As of January 1 date of service, hospitals have been reporting separately payable labs on TOB 14X which created confusion and controversy for facilities and the National Uniform Billing Committee (NUBC). Historically and by definition, TOB 14X was for non-patient (specimen only) lab services where the patient did not receive outpatient services on the same date of service. These types of labs were easy for hospitals to identify and systematically direct the claim to process under TOB 141X. In order to comply with the new billing guidance, hospitals have had to create back-end processes and, in some cases, separate review by staff to identify if the outpatient lab should be billed on TOB 14X to receive separate reimbursement under the “exceptions” guidance provided by CMS.

Transmittal 2971 announces that beginning July 1 date of service, separately payable labs should be billed on TOB 13X and with modifier L1. This guidance directs all hospitals to revert back to billing non-patient lab tests on TOB 14X which is consistent with the NUBC’s definition of this bill type—just when hospitals finally have their registration and billing staff re-trained one way.

According to Transmittal 2971, modifier L1 will be used with lab services only in either of these two circumstances:

  1. When the hospital collects the specimen and only provides lab services on that date of service; or,
  2. When the hospital provides outpatient lab services and they are clinically unrelated to other hospital outpatient services furnished on the same day.

In order to apply the second circumstance correctly, hospitals need to understand that “unrelated means the laboratory test is ordered by a different practitioner than the practitioner who ordered the other hospital outpatient services, for a different diagnosis.” If the definition is met, the lab test would be eligible to be reported with modifier L1 to trigger separate payment. If the definition is not met, modifier L1 would not be reported and the lab payment would be packaged into another separately payable service. PPS hospitals do not have to resubmit claims for lab tests that had previously been billed using TOB 14X prior to July 1 date of service.

But what about those SCHs that have not been receiving their add-on payment since January 1 for separately payable lab billed on TOB 14X? SCHs have to go back to MLN Matters Article SE1412 that was published March 5 for additional guidance as Transmittal 2971 does not provide this information.

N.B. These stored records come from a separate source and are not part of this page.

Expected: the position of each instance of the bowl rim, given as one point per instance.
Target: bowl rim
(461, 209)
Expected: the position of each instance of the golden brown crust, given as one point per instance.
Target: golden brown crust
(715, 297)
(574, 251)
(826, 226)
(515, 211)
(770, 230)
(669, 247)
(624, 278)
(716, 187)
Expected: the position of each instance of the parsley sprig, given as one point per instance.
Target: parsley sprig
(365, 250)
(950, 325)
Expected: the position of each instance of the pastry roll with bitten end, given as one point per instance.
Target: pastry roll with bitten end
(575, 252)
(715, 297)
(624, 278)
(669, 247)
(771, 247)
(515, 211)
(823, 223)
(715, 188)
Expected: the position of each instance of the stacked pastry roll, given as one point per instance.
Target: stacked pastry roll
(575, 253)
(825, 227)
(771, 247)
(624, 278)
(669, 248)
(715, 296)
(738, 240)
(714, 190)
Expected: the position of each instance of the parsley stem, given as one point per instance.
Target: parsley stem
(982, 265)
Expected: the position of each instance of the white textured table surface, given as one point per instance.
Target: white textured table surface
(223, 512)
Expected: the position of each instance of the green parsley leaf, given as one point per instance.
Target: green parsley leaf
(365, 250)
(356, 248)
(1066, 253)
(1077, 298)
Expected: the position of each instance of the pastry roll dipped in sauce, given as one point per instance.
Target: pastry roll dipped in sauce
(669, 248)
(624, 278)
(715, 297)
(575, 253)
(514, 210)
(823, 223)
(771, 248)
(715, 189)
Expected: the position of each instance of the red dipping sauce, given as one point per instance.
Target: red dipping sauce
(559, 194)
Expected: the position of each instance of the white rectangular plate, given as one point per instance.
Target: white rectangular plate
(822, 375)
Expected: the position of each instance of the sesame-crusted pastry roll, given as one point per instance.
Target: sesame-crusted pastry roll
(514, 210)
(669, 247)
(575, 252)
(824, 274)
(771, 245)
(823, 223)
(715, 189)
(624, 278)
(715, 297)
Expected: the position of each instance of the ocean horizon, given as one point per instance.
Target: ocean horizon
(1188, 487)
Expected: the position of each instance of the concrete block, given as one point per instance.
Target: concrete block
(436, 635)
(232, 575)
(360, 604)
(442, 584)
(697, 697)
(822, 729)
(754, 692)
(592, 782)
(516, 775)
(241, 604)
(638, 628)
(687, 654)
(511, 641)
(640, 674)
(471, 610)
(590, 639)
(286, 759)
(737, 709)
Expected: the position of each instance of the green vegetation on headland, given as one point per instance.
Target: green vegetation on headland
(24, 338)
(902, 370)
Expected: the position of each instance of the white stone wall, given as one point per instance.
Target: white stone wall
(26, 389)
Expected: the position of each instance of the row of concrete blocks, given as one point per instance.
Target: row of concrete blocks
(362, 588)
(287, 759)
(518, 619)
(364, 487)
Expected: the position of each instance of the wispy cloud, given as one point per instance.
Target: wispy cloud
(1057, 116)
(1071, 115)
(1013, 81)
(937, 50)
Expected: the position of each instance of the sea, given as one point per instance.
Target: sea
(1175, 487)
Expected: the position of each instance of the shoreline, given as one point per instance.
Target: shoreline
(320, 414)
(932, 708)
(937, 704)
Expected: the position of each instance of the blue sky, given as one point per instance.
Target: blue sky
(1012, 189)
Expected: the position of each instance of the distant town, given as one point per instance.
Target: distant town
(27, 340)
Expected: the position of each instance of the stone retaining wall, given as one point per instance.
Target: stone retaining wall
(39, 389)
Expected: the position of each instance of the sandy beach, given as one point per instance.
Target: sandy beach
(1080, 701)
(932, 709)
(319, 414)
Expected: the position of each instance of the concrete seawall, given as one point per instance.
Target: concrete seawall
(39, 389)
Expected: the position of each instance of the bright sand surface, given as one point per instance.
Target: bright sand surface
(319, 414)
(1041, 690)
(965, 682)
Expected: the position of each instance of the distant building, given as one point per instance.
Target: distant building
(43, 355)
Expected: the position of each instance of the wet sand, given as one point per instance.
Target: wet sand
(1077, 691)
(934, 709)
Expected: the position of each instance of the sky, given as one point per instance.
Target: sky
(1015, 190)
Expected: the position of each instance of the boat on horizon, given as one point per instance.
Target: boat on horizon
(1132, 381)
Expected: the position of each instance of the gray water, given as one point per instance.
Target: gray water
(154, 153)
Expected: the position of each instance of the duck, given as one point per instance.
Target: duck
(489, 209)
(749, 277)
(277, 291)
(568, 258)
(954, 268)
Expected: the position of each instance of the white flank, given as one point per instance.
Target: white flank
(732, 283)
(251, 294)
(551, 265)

MLN Matters Article SE1412 explains that TOB 14X does not trigger the differential payment rates (CLFS amount/0.6 X 0.62) for SCHs with qualified laboratories. Unfortunately, MACs will not reprocess claims for SCHs because the MACs have no way of knowing which labs should have been paid the add-on payment vs. which labs should have been paid as true non-patient labs. These providers may need to cancel or adjust claims that were submitted without the modifier L1 prior to July 1 and then submit a new TOB 13X with the appended modifier after July 1 in order to receive the corrected reimbursement.

Also in Transmittal 2971, CMS expounds and clarifies its current payment policy regarding the limited set of Part B inpatient services that a hospital may bill for when a beneficiary is either not eligible for or not entitled to Part A coverage or when a beneficiary has exhausted their Part A benefits. Included in that short list of services is lab service paid under the CLFS.

CMS clarifies that in these scenarios, lab testing is excluded from OPPS packaging rules if the primary service with which the lab would have been bundled into is not a payable Part B inpatient service. CMS has adjusted its claims processing logic to make separate payment for laboratory services paid under the CLFS that would otherwise be packaged under OPPS beginning in 2014.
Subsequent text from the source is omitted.